While brainstorming ideas for Brickhack, our group wished to build something useful for our community while also being something that utilizes an actively developed technology. Over the course of an hour, many ideas blossomed and wilted until finally, we came upon ARIT.

What it does

ARIT is an Augmented Reality app that utilizes the GPS locations of RIT buildings and a phone's camera to layer on the name of building to construct an interactive map of RIT. By pointing your phone towards a certain building, its name will be displayed on the screen. Tapping on the name will enlarge it and show some details about that building. This could be highly useful for people exploring the campus for the first time, or for the hundredth time and just didn't take the time to learn all the buildings yet.

How I built it

We started by data retrieval, which proved to be the easy part of the operation. We found the official maps.rit.edu website already loads a single JSON file with over 500 RIT landmarks, many of which are buildings. We wrote some short Node.js utilities to parse this data into a usable form that could be directly included in our application, which included not only building information, but also an entire polygon surrounding that building.

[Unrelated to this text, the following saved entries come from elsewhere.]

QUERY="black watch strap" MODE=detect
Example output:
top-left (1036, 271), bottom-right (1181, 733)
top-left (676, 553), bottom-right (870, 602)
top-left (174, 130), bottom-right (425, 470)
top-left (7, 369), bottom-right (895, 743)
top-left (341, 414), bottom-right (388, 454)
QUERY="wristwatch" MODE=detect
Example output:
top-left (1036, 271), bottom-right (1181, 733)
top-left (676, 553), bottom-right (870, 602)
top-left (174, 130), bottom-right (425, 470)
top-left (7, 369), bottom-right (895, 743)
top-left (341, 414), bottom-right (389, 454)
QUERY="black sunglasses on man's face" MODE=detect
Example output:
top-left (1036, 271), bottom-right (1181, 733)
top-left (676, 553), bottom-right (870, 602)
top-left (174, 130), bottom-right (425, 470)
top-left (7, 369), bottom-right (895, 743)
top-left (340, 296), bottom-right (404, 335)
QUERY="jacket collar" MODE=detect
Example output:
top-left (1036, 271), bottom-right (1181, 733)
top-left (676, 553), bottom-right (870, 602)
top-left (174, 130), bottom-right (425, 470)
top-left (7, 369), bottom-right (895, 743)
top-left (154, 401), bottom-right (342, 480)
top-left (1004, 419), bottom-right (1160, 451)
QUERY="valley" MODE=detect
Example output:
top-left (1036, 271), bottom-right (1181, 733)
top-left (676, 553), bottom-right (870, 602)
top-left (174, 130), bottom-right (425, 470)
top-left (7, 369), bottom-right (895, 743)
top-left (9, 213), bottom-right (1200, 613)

We began building our app in Unity, since we noticed that Google ARCore should be able to work cross-platform through Unity. After several hours of working at this since none of us really knew Unity initially, we opted to go a different route due to the Unity API not working quite the way we desired- which sadly involved dropping Android support.

The final rendition of ARIT was built in Xcode using Swift, so that we could utilize the iOS platform's built-in ARKit. We utilized a fairly popular open-source project from GitHub called ARKit-CoreLocation to combine accurate AR technology with the GPS coordinates we parsed from maps.rit.edu. This library helped us get started quickly, but we still had to write a decent amount of additional code and modification to the library.

Challenges I ran into

The challenge that we ran into was that originally we attempted to make this app multiplatform. But after extensive hours attempting to utilize vector math, the haversine formula and Unity, the program crashed and burned. Soon after feeling lost on how to get our app to correctly set up the nameplates for buildings, Bradley found the open-source project that solved a lot of our problems.

Accomplishments that I'm proud of

The biggest thing to feel proud of was when the team went outside in 13-degree weather to test out the app on the entirety of campus. Seeing the names accurately display on their respective building was the most stunning thing of the night even though we almost lost our hands to icy falls and frostbite.

What I learned

We all learned what a hackathon is like, all being first-timers! We certainly learned about some of the challenges of programming location-based Augmented Reality apps, giving us a new appreciation for apps like Pokemon Go who manage to get everything to work reasonably well together, especially in a cross-platform manner.

What's next for ARIT- A New Perspective on RIT Campus

One major limitation of ARIT in its present state is that the JSON data file is integrated with the app, so it cannot be easily updated. We could create a HTTP server with this JSON file to more easily change it dynamically, or perhaps more interestingly, apply the same app to places other than RIT.

Sticking with the RIT application, there are still many places to go. For one thing, we could achieve platform parity by going back and making the Android version originally in our plans. For another, we could include more information about buildings in the popup, including historical information and current events. Yet another future enhancement could involve showing the fastest route to walk from one building to another.